Impossível imaginar. A Cinderela, porque foi o nome que lhe demos, esteve todo esse tempo a partilhar as escadas e o cimento de um pedaço de rua. Um pedaço de rua que a obrigavam a dormir em posição fetal coberta por plásticos e onde as almofadas eram substituídas por papelão.
Encontrámos esta Cinderela no meio dessa vida amargurada, nessa vida que não sei se assim se pode chamar. Conversas diárias – motivar era urgente, alimentar uma necessidade extrema – foi assim que fomos “trabalhando” a nossa Cinderela.
Era impensável para mim e para todos imaginar tanto tempo sem sentir um abraço desinteressado, uma palavra para a despertar. Impensável e impossível de imaginar que, por causa do seu tom de pele e pelo facto de estar na rua, fosse rejeitada por quase todos.
Com vergonha, contou-nos que sentia falta de água (de um banho), que o seu corpo a desejava mas ela não tinha coragem de sozinha combater e enfrentar a rejeição que sentia. E agora o que fazer? E se fôssemos acompanhá-la, será que aceitaria? Será que resultaria? Aceitou, foi acompanhada e resultou. Ao início com receio. Cada gesto era um pedido de ajuda. Ficámos ao seu lado quando finalmente, depois de alguns meses, o seu corpo voltou a sentir a água. Ao ver-se ao espelho exclamou: “Saudades de mim, saudades de me ver!” Rodopiava, rodopiava e nós sem percebermos o que na verdade estava a acontecer. Rodopiava sobre si e abria as mãos e nós sem saber se teríamos feito algo de errado. “Cinderela, estás bem?”, perguntámos. “Estou a sentir o vento. O vento está a entrar novamente no meu corpo. Como é bom sentir este cheiro e este vento!”

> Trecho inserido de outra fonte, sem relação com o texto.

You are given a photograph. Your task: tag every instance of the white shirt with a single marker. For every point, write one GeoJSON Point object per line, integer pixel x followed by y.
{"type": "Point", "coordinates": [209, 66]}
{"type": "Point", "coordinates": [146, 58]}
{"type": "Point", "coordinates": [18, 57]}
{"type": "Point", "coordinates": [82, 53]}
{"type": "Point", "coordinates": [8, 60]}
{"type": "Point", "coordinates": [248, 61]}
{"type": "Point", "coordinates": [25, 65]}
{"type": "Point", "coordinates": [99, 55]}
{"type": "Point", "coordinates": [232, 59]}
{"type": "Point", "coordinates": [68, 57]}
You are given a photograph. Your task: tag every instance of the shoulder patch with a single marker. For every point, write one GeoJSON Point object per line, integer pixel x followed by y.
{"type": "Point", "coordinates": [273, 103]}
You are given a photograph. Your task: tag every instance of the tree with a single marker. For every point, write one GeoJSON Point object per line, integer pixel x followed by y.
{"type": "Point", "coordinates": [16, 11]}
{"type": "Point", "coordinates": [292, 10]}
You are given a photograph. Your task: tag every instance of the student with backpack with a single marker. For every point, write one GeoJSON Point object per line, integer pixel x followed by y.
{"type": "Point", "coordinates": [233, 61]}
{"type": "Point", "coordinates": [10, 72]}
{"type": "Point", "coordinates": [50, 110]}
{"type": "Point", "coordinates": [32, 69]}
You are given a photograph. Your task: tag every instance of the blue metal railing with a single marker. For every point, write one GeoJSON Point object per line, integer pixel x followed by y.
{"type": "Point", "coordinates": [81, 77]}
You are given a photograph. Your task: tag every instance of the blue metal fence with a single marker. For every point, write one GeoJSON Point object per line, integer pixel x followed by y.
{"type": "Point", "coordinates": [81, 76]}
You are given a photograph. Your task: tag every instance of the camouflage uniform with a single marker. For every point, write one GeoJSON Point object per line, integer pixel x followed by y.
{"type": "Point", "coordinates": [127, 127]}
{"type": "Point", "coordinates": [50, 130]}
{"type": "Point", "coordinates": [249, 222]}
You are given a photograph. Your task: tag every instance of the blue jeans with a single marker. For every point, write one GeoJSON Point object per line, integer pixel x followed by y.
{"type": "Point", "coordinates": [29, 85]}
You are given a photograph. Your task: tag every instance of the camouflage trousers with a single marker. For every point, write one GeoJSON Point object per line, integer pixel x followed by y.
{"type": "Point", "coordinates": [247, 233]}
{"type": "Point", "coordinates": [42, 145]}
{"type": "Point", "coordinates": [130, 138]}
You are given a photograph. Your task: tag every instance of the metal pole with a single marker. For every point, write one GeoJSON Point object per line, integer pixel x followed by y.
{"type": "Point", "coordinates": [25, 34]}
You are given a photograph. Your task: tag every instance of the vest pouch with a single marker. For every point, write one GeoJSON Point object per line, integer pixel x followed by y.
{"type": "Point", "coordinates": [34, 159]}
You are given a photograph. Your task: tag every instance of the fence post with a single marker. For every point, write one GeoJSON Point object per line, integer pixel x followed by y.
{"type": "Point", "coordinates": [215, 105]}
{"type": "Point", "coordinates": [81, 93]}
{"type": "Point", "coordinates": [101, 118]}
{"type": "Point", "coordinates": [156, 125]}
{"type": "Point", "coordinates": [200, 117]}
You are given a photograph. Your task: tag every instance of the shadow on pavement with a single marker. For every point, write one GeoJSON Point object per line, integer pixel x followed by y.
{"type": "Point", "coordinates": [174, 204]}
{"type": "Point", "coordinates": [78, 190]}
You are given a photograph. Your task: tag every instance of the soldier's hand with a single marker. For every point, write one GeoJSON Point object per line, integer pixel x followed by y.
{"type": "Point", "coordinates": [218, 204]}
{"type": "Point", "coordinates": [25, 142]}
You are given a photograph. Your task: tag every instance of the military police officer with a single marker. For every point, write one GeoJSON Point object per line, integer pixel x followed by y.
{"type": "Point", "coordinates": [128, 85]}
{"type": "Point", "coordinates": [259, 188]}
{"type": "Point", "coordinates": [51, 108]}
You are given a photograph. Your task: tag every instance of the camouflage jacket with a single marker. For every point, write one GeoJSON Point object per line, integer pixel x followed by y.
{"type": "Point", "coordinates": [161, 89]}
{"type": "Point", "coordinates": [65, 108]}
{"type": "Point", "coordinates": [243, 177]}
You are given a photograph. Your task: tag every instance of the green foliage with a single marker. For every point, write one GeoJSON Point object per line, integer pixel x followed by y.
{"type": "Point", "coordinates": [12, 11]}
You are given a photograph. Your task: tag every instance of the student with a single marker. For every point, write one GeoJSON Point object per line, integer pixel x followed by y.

Ninguém imaginava como era bom, porque não se dá valor a coisas tão “pequenas” como um duche quente e água limpa. Coisas pequenas para nós mas tão grandes e tão importantes para quem está nas ruas.
Durante vários meses acompanhámos esta Cinderela. O ritual do banho mantinha-se mas, aos poucos, fomos dando espaço, fazendo-a acreditar que já era capaz de entrar e fazer tudo sozinha. Desamarrámos o cordão que estava atado a nós e a confiança foi crescendo.
Hoje, sozinha, já vai tratar de si. Já acredita que pode e que tem direitos. Acredita que é linda e continua a ver-se ao espelho para que não volte a ter saudades de si!